Il était évident que toutes ces choses avaient été accolées au hasard, sans souci des commodités voisines : la fumée des hautes cheminées salissait la terre blanche des potiers ; le tintamarre des trains assourdissait les fidèles dans leurs sanctuaires ; les cabarets versaient leur corruption au seuil même des écoles, et les tristes demeures s’écrasaient misérablement au milieu de ces monstruosités de l’industrialisme, comme si une imbécillité tâtonnante avait présidé à toute cette incohérence. L’humanité s’étouffait sous ses propres produits, et ses énergies aboutissaient au désordre, comme un être frappé de cécité se débattrait dans une fondrière en s’enlizant par son propre effort.

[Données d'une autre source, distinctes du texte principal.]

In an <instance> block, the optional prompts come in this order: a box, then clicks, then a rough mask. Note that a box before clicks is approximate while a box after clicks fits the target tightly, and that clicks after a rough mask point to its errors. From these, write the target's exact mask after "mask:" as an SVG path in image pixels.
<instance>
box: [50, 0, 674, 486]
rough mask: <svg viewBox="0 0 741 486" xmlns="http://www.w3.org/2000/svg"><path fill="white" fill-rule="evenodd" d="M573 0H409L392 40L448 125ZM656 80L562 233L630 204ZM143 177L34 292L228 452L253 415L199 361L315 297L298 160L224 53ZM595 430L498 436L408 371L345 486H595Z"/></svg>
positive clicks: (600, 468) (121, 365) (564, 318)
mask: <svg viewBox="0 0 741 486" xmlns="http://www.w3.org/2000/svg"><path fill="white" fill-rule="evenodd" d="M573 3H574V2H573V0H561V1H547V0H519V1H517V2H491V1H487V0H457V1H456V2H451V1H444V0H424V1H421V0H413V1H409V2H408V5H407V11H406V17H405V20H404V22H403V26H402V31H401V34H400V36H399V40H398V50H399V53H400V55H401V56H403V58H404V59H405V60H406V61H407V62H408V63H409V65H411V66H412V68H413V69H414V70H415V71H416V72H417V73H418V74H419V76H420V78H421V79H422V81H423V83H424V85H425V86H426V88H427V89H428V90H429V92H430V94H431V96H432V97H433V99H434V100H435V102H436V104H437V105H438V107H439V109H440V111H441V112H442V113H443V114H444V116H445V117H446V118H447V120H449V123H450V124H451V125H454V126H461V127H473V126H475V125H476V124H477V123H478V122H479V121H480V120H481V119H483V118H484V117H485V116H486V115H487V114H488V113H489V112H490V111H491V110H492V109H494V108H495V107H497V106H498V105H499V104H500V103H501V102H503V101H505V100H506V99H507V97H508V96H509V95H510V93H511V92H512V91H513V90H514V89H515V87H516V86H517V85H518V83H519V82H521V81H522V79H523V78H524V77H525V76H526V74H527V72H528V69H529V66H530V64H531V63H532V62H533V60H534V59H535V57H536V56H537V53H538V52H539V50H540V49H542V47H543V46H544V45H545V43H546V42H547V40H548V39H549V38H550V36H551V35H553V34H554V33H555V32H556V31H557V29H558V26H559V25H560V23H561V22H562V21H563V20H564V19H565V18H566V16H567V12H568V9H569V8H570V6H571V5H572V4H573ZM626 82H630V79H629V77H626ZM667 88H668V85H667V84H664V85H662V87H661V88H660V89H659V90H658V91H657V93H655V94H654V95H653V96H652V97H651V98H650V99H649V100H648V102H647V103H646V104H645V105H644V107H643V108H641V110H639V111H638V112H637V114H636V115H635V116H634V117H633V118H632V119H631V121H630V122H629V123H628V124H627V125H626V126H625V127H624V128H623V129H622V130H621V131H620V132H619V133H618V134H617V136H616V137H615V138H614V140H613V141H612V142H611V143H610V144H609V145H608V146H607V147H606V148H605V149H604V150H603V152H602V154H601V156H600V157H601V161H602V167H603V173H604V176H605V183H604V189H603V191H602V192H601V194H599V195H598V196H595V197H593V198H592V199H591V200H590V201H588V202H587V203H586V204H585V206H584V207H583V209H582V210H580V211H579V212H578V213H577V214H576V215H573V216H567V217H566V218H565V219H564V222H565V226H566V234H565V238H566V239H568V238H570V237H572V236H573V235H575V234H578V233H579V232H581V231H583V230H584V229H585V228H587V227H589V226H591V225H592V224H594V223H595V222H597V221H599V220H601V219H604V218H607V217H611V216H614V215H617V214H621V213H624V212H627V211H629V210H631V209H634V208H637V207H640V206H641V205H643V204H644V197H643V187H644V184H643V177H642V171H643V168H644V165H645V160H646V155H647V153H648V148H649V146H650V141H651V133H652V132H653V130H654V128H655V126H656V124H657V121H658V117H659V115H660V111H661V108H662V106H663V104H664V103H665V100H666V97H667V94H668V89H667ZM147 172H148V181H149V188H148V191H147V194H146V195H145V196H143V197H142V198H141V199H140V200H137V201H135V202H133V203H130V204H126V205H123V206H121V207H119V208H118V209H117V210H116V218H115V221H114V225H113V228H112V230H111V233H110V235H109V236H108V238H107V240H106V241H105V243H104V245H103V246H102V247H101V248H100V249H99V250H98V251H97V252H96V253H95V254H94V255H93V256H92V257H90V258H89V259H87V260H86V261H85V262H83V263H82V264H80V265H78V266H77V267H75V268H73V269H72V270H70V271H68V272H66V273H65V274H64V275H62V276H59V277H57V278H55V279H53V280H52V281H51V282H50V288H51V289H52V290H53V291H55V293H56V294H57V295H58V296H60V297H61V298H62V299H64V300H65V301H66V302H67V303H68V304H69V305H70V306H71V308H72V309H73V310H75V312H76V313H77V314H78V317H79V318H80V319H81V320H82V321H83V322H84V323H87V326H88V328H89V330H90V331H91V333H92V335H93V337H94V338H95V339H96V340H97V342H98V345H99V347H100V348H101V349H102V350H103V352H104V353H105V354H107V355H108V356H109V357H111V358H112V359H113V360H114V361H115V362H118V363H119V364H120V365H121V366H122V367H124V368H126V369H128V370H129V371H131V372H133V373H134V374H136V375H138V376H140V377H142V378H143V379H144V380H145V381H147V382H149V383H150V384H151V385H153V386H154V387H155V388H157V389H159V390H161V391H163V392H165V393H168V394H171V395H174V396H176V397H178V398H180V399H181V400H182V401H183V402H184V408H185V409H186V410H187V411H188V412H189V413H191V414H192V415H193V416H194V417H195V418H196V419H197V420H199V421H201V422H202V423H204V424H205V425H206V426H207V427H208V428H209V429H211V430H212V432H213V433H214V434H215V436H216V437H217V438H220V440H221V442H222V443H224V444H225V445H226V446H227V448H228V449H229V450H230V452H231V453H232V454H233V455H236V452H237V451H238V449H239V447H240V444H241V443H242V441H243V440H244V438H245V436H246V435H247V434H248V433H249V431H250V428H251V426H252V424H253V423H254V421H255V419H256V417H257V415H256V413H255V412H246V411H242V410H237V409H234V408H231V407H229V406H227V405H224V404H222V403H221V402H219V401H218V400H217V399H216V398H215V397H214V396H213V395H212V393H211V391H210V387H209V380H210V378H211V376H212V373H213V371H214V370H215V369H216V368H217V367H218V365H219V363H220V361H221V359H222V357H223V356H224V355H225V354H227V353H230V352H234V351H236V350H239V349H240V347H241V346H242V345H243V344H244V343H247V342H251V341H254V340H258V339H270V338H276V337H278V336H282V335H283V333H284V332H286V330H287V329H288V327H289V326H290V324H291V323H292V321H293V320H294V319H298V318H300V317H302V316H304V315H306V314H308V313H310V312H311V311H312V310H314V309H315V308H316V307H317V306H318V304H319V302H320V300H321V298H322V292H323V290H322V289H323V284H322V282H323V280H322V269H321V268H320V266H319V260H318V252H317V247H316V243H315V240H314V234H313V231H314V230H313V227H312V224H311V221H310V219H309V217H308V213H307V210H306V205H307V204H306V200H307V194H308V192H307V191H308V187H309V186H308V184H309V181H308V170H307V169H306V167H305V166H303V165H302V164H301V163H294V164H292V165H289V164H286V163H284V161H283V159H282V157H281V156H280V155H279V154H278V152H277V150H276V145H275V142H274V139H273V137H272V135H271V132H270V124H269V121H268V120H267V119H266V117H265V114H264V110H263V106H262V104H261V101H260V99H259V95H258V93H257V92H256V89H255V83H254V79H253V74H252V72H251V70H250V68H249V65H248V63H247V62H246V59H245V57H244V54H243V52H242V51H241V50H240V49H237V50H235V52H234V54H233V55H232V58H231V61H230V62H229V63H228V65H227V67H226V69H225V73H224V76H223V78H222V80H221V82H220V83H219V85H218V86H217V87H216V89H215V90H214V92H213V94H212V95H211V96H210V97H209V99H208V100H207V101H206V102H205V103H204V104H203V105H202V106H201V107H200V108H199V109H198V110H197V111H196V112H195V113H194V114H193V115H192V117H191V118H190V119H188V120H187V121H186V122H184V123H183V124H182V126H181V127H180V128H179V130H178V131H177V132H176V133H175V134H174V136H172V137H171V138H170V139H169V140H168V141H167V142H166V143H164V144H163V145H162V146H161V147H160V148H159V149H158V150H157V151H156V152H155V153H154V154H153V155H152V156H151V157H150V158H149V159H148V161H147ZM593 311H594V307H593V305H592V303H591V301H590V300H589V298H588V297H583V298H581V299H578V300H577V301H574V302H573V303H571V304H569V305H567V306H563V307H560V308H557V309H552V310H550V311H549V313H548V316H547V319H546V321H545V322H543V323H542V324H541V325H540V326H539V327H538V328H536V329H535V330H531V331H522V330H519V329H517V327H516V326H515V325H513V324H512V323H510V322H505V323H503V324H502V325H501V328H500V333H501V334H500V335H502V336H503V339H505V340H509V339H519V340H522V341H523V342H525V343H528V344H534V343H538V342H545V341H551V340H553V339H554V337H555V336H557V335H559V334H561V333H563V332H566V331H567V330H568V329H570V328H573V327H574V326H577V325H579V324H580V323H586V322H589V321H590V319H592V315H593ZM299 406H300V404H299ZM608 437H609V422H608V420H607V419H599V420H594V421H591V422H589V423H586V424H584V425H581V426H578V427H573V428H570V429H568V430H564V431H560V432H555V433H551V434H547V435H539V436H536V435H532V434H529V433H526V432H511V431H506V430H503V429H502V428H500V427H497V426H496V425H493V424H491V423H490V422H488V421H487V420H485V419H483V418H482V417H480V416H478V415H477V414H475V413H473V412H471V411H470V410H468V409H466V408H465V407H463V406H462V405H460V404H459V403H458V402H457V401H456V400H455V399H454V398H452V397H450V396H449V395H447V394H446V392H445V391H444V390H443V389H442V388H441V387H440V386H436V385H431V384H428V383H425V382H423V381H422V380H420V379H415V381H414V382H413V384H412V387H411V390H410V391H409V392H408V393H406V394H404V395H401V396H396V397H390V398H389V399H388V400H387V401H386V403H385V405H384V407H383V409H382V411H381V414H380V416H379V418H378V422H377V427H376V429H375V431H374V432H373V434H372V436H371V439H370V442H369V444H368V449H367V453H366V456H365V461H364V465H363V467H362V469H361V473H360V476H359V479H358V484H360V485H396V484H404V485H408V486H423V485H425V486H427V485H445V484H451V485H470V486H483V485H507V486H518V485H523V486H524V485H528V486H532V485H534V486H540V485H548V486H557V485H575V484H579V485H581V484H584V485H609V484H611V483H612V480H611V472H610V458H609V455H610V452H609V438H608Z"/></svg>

Hasard, tâtonnement, incohérence, désordre, voilà les mots qui reviennent le plus souvent sous la plume de M. Wells et voilà de quoi il est obsédé. La vie n’a de valeur pour lui que par la logique, la méthode, la coordination et l’harmonie. Il se complaît à tracer des esquisses d’un monde plus rationnel. Quelques-uns de ses livres, — Anticipations, Une utopie moderne, La Découverte de l’avenir, — n’ont pas d’autre dessein ni d’autre intérêt. Il envisage avec allégresse un « avenir spacieux » où je ne sais quelle « République nouvelle » aura établi « un État mondial avec une langue et une loi communes. »


Elle étendra sur toute la surface du globe ses routes, son appareil de valeurs et de mesures unifiées, ses lois, son système de contrôle… Elle ne tolérera aucun de ces coins sombres où la population de l’abime grouille et se corrompt, aucun de ces bas-fonds vastes et diffus de paysans-propriétaires, aucune stagnation pestilentielle. Elle admettra au nombre de ses citoyens tous les hommes capables, quels qu’ils soient, blancs, noirs, rouges ou jaunes : la seule condition sera de prouver des capacités[2].

  1. Au temps de la Comète, trad. fr., p. 304.
  2. Anticipations, trad. fr., p. 360.